- Promotional poster
- Directed by: Jack Kinney
- Story by: Carl Barks
- Produced by: Walt Disney
- Starring: Lee Millar Clarence Nash
- Music by: Frank Churchill Paul J. Smith
- Animation by: John Lounsbery Reuben Timmins Norm Ferguson Jack Gayek Art Fitzpatrick
- Color process: Technicolor
- Production company: Walt Disney Productions
- Distributed by: RKO Radio Pictures
- Release date: June 28, 1940;
- Running time: 8:44
- Country: United States
- Language: English

= Bone Trouble =

Bone Trouble is a 1940 animated short produced by Walt Disney, and directed by Jack Kinney. It stars Pluto and Butch the Bulldog, in the latter's first appearance.

== Plot ==
The short begins with Pluto waking up in his dog house. Pluto is hungry, but birds have eaten his dish. He hears snoring over the nextdoor fence. Butch the Bulldog, who is sleeping nearby, has a bone which Pluto attempts to steal without awakening him. Pluto has to sneak past trees and tires to reach to the bone. After a couple of attempts, he successfully steals it. Before Pluto can enjoy the bone, an angry Butch shows up, having awoken some time before. A surprised Pluto takes the bone and Butch chases him.
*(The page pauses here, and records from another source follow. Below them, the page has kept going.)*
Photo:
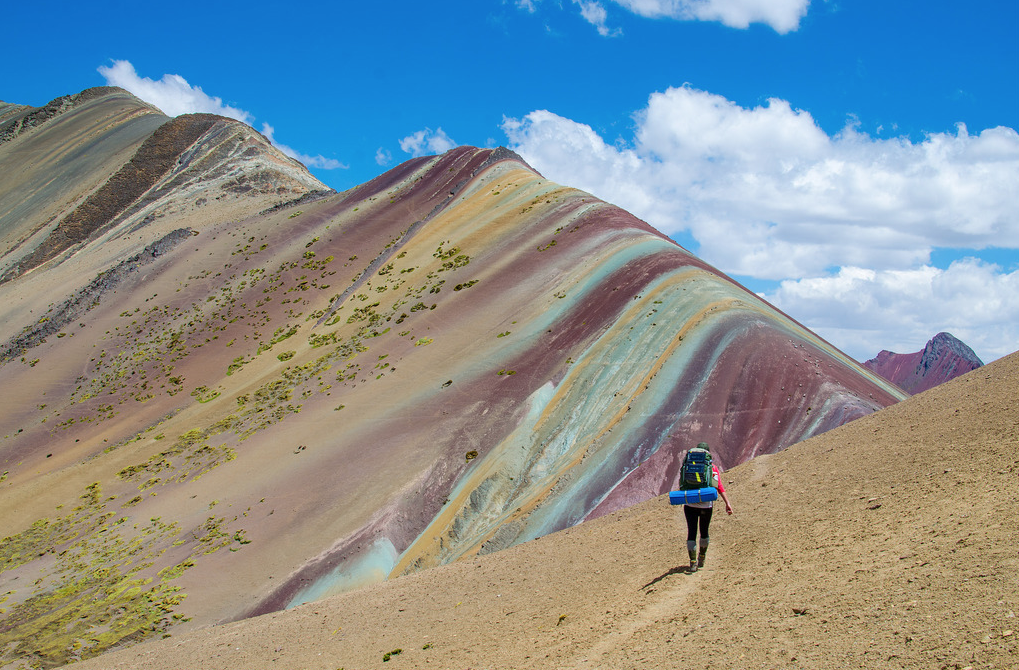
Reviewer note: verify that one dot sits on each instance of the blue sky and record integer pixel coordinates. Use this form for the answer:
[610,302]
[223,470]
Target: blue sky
[856,163]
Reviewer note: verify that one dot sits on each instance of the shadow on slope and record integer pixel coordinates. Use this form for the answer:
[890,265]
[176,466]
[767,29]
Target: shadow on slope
[885,543]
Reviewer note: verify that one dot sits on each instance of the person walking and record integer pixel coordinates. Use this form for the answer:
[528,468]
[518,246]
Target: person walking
[699,517]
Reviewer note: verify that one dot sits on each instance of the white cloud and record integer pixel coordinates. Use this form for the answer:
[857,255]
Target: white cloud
[427,142]
[171,94]
[766,193]
[863,312]
[783,15]
[317,161]
[595,14]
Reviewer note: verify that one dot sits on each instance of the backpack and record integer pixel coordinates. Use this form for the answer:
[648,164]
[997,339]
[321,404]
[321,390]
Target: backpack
[696,471]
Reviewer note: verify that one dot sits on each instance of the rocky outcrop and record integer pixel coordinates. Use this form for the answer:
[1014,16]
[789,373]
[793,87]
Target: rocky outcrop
[943,358]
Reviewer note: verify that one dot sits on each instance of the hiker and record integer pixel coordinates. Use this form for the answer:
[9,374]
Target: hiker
[701,512]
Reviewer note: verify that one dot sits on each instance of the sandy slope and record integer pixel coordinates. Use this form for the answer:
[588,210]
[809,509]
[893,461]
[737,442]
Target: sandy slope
[889,543]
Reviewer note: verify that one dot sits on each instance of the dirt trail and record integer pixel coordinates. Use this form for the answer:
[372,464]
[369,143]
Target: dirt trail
[889,543]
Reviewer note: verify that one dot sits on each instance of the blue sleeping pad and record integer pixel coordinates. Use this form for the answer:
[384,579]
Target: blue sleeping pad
[696,495]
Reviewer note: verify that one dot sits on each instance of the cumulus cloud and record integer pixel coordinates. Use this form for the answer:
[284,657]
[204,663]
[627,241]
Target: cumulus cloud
[171,94]
[595,14]
[174,96]
[427,142]
[864,311]
[783,15]
[766,193]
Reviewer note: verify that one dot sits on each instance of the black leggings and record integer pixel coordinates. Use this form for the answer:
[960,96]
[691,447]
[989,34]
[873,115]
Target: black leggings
[694,513]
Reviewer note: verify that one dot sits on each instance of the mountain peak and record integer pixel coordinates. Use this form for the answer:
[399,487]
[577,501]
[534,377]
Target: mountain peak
[943,358]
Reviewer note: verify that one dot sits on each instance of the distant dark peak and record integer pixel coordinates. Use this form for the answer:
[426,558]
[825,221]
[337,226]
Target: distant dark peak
[943,358]
[945,343]
[36,116]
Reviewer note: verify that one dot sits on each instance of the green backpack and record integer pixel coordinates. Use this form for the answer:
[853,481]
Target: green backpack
[697,471]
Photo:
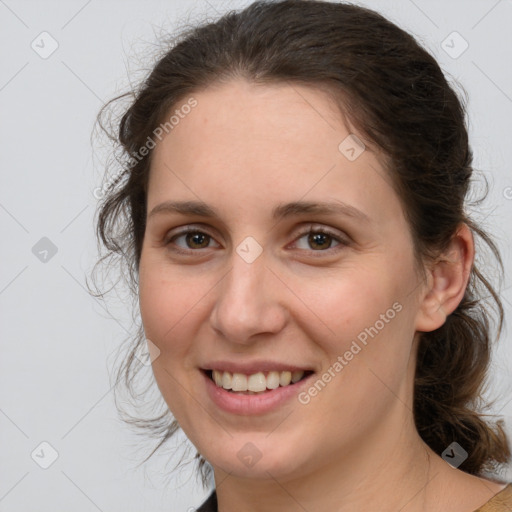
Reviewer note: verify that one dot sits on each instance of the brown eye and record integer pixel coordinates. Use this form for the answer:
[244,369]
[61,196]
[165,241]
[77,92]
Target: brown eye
[191,240]
[197,240]
[319,240]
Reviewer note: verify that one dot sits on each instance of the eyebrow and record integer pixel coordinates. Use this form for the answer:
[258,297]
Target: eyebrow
[281,211]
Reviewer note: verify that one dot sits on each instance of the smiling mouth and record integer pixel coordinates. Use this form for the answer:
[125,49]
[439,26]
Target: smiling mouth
[256,383]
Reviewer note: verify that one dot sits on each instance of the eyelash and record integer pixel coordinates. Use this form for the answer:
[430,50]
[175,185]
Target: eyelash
[341,241]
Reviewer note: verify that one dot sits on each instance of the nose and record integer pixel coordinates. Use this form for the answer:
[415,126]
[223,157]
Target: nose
[249,302]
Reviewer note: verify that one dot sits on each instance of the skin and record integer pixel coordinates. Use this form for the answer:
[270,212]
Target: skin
[244,149]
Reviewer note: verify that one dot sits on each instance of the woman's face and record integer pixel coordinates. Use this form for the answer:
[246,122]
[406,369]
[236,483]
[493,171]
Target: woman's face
[251,292]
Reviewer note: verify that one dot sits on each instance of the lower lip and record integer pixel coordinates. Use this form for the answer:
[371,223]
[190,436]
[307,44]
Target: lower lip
[253,404]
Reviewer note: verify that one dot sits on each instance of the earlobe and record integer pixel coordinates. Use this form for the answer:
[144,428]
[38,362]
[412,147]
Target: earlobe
[447,281]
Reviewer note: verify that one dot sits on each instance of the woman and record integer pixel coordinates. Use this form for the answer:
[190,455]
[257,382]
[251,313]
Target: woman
[293,220]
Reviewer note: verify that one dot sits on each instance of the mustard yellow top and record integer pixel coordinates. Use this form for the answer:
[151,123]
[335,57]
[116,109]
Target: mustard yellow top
[501,502]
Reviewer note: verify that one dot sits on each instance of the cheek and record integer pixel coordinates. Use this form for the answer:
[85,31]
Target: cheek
[164,304]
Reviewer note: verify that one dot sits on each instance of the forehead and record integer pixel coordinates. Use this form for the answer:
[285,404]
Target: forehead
[260,145]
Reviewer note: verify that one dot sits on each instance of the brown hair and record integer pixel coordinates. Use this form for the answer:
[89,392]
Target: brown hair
[394,92]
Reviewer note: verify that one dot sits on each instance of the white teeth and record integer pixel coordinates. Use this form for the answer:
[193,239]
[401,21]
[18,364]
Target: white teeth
[257,382]
[239,382]
[296,376]
[285,378]
[226,379]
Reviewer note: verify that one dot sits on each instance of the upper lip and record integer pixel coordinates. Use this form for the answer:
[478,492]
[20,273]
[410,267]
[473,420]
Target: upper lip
[252,367]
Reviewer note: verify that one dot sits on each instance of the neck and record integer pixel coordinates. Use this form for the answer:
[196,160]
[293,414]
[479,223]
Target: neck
[388,470]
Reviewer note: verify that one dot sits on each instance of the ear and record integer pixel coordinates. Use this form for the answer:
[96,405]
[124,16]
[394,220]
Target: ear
[447,280]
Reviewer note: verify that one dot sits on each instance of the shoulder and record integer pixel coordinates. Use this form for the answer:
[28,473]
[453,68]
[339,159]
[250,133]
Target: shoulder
[210,505]
[501,502]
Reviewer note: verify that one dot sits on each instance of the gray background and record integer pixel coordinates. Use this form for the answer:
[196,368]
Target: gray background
[57,342]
Butch chases Pluto through town and into a deserted carnival. During the chase, they pass over posters of a strongman and belly dancer. They go through the Tunnel of Love ride where Pluto reverses the chase. Butch loses sight of Pluto when Pluto goes into a hall of mirrors. In each mirror, Pluto sees a reflection of himself shaped like a different animal. Pluto has fun with the mirrors until he sees Butch again. Pluto takes advantage of one set of mirrors to successfully scare Butch off. He winks at his reflections and goes off with the bone.

== Production ==
The story was written by Carl Barks, who was soon to become a prolific and popular Disney comics artist and writer. This story partly inspired Barks' first Disney comics story, Pluto Saves the Ship, in 1942.

== Cast ==
- Lee Millar as Pluto
- Clarence Nash as Butch

== Releases ==
- 1940 – theatrical release

== Home media ==
The short was released on December 7, 2004, on Walt Disney Treasures: The Complete Pluto: 1930–1947. It was released to Disney+ between September 5 and 8, 2023.